Gateway to the Classics: Wild-Flower Study by Anna Botsford Comstock
 
Wild-Flower Study by  Anna Botsford Comstock

The Yellow Daisy, or Black-Eyed Susan

Teacher's Story

These beautiful, showy flowers have rich contrasts in their color scheme. The ten to twenty-ray flowers wave rich, orange banners around the cone of purple-brown disk-flowers. The banners are notched and bent downward at their tips; each banner-flower has a pistil, and develops a seed. The disk-flowers are arranged in a conical, button-like center; the corollas are pink-purple at the base of the tube, but their five recurved, pointed lobes are purple-brown. The anther-tube is purple-brown and the stigmas show the same color; but the pollen is brilliant orange, and adds much to the beauty of the rich, dark florets when it is pushed from the anther-tubes. There is no pappus developed, and the seeds are carried as are the seeds of the white daisy, by being harvested with the seeds of grain.


[Illustration]

The stem is strong and erect; the bracts of the involucre, or "shingles," are long, narrow and hairy, the lower ones being longer and wider than those above; they all spread out flat, or recurve below the open flower-head.
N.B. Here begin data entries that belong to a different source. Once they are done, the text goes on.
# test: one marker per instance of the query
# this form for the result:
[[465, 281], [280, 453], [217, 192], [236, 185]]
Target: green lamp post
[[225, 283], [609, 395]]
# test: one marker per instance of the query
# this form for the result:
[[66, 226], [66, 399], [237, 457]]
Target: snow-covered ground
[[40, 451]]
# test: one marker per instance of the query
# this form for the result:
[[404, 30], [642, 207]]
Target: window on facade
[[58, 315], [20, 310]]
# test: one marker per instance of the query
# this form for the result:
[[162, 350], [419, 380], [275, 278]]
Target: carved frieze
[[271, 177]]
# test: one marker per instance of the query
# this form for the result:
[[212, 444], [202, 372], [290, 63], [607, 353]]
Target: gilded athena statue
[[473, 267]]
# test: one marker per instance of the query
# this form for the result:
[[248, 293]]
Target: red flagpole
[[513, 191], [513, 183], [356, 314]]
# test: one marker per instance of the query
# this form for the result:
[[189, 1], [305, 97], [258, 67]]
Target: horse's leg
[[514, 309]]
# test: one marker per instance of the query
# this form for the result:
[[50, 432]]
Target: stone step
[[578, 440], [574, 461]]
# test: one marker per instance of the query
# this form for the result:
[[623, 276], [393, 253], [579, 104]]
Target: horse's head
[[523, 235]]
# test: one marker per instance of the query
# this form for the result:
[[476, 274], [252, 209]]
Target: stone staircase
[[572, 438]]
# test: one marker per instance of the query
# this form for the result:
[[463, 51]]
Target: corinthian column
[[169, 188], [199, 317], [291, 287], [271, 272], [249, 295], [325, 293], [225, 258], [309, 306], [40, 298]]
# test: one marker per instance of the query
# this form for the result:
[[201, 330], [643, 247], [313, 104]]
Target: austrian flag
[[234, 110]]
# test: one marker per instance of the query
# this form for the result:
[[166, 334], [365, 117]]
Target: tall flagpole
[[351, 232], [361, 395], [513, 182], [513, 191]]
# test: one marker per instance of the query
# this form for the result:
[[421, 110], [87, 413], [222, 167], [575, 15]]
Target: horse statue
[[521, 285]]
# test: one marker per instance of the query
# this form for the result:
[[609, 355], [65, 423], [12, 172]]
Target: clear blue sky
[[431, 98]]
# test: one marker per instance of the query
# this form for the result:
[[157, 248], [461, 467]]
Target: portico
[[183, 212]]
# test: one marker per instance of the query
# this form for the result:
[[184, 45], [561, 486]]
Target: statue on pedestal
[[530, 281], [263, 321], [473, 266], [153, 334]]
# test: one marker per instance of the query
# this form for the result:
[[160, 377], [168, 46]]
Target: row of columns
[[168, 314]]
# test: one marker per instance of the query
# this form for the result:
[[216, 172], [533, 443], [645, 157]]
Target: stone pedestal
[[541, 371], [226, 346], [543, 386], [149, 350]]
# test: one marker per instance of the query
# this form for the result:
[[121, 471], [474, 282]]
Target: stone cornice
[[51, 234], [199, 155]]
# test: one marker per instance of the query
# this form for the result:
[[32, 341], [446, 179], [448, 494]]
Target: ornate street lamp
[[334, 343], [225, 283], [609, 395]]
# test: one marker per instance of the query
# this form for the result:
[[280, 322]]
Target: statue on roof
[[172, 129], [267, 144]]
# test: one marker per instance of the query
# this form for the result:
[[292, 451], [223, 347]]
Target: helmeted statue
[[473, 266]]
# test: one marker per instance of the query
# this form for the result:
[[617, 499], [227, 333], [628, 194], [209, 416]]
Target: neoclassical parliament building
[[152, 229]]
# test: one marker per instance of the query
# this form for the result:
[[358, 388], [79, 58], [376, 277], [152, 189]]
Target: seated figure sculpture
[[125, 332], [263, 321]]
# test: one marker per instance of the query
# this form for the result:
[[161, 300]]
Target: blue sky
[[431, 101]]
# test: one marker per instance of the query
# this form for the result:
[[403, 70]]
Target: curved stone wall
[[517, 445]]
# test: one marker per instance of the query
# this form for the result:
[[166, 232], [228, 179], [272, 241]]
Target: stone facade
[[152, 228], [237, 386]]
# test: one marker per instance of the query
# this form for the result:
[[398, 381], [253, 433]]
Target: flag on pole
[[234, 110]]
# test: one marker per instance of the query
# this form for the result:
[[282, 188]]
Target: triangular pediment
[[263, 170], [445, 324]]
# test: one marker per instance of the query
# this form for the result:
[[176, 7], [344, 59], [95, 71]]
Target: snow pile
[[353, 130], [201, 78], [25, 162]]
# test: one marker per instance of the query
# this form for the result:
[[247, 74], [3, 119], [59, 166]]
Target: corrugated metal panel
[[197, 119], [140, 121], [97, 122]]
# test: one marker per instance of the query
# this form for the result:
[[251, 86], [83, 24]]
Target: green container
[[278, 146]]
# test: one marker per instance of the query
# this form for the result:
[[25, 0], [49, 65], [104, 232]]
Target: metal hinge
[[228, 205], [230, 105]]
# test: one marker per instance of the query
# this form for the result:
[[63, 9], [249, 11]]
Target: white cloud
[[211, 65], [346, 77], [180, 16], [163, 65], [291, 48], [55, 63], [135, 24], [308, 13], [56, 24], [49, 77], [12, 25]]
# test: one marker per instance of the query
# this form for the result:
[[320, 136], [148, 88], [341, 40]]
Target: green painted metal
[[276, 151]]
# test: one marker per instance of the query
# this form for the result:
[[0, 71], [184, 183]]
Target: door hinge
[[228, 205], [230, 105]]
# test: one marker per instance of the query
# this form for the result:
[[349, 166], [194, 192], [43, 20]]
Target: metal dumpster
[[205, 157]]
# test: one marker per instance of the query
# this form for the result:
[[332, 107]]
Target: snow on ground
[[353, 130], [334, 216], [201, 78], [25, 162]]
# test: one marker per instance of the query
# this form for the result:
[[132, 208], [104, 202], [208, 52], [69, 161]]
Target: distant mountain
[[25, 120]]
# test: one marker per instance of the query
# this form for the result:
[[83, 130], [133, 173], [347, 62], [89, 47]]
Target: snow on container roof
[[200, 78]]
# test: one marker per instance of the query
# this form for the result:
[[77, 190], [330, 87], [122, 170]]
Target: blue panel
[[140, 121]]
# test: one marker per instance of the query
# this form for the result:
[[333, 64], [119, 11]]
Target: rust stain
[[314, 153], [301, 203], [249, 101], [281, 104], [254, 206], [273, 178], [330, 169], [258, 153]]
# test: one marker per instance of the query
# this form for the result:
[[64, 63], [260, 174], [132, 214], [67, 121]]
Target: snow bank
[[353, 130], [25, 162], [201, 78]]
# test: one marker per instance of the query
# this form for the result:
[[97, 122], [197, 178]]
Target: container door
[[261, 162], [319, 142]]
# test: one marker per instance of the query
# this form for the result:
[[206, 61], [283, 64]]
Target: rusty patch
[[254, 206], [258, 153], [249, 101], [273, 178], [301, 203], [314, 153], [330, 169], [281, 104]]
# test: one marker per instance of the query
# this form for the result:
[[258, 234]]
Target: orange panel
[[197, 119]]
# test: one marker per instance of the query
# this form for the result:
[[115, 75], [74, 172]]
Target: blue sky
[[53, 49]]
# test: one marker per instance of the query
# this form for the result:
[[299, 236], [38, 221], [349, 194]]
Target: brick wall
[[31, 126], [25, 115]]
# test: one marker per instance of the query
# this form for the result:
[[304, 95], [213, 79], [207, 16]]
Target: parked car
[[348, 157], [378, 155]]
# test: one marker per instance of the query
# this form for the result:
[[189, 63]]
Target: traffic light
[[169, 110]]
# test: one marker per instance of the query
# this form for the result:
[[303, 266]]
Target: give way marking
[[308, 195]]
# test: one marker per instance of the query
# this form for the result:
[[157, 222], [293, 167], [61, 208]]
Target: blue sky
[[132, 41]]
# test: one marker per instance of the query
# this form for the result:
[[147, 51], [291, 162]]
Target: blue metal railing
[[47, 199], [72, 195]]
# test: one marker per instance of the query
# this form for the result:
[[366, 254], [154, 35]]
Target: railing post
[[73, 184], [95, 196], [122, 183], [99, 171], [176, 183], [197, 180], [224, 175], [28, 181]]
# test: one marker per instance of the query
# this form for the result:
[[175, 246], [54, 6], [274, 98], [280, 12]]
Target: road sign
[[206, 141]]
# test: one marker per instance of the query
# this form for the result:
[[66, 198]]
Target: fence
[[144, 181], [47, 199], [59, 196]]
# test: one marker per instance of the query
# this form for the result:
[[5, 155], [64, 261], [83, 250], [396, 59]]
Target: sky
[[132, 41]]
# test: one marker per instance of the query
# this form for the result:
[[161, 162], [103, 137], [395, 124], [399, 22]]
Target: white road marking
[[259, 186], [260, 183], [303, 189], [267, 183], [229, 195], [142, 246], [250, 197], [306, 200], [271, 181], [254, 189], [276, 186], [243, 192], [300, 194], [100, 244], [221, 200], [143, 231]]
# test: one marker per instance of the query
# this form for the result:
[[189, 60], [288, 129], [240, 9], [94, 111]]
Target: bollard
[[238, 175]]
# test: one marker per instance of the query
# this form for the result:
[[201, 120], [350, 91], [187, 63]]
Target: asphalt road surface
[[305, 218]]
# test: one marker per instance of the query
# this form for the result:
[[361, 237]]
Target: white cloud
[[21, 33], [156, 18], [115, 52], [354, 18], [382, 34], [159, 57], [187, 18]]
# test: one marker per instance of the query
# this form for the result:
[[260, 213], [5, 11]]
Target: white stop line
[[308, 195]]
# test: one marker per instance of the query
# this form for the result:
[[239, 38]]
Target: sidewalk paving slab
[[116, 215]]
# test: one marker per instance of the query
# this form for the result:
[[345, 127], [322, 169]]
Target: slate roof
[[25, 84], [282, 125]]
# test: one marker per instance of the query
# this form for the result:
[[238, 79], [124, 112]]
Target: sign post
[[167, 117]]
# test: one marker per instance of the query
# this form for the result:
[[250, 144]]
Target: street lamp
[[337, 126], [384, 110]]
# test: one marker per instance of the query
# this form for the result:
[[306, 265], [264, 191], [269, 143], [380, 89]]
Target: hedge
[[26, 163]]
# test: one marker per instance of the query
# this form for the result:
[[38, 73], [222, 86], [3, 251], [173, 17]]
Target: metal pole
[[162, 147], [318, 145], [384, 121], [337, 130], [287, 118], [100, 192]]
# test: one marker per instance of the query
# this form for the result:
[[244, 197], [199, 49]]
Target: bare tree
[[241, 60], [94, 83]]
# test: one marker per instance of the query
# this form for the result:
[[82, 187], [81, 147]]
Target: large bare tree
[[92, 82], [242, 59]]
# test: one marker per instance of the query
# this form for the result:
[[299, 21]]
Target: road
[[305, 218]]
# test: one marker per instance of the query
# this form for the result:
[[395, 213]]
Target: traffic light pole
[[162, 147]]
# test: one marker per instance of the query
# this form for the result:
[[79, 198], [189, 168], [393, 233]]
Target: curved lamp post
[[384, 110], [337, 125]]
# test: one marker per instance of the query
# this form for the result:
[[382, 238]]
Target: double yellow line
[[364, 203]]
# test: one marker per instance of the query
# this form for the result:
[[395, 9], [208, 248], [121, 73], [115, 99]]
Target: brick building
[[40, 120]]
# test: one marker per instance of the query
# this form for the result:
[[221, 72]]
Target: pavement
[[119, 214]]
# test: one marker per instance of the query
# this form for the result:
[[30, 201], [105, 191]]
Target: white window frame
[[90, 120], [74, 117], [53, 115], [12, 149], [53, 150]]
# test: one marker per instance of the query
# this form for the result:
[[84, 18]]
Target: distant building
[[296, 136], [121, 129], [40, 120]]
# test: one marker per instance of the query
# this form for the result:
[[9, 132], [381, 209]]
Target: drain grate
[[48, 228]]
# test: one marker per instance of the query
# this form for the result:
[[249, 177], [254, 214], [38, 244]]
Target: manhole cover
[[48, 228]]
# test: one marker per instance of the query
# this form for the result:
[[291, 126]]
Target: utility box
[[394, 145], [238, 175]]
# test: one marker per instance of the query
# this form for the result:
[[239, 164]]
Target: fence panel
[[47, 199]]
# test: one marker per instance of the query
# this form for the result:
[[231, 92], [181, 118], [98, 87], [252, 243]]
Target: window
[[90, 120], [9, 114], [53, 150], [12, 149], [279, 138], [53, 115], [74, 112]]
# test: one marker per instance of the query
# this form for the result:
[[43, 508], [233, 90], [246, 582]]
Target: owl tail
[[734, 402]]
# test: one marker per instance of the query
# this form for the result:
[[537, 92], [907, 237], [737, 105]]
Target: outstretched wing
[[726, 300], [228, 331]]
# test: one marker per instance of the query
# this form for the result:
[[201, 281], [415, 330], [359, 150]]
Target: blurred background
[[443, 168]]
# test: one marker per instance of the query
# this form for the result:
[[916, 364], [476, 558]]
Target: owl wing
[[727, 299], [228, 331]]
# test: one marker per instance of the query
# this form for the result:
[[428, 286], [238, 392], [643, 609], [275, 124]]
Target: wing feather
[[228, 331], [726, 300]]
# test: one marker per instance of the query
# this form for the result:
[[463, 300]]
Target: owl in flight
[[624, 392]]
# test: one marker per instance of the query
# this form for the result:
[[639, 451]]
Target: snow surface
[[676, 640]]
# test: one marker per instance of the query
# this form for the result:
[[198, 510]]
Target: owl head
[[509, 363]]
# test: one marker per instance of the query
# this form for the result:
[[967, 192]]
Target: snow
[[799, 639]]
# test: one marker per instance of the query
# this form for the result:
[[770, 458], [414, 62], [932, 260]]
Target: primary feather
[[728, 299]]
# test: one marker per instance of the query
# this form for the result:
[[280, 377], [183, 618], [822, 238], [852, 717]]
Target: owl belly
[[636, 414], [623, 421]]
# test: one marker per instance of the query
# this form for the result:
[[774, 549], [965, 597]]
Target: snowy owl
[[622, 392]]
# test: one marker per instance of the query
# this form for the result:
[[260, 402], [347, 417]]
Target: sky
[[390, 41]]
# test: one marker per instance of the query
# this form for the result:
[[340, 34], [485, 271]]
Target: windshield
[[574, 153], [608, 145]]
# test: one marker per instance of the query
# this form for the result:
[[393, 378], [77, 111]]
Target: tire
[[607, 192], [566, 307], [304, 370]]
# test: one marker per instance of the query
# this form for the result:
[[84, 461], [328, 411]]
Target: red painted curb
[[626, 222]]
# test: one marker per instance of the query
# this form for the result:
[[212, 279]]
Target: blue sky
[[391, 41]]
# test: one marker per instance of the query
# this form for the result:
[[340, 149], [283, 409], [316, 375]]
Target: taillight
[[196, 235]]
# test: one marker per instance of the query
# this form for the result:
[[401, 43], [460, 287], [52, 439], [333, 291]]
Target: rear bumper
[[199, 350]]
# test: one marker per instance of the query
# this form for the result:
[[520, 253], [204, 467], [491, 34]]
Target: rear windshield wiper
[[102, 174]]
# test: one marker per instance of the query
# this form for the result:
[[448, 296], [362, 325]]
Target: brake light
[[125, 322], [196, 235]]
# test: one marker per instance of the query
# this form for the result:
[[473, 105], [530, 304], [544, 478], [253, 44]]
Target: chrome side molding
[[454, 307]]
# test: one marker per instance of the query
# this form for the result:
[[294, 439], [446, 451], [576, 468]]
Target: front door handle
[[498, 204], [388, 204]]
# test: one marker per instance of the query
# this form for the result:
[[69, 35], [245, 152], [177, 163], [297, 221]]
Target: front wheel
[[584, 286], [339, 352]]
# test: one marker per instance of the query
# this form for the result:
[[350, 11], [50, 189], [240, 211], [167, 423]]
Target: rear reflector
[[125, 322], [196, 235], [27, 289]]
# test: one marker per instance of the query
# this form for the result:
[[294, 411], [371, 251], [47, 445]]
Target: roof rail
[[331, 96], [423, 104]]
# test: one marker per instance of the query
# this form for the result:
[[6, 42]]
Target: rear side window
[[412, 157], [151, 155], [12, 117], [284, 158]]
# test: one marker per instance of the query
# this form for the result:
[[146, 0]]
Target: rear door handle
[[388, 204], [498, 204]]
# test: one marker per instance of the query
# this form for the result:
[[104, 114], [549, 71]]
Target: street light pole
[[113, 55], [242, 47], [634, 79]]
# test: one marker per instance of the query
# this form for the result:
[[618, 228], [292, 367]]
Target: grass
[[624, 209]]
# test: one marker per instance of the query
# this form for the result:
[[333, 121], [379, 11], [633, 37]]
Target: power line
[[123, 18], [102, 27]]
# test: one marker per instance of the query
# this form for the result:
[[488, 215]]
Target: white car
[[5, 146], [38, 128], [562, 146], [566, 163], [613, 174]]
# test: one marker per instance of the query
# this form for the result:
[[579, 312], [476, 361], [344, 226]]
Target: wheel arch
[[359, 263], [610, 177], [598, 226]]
In blossoming, first the ray-flowers spread wide their banners; then the flowerets around the base of the cone open and push out their yellow pollen through the brown tubes; then day by day the blossoming circle climbs toward the apex—a beautiful way of blossoming upward.


[Illustration]

Disk-flower and ray-flower.

Lesson CXXXIX

The Black-Eyed Susan

Leading thought—This flower should be studied by the outline given in Lesson CXXXV.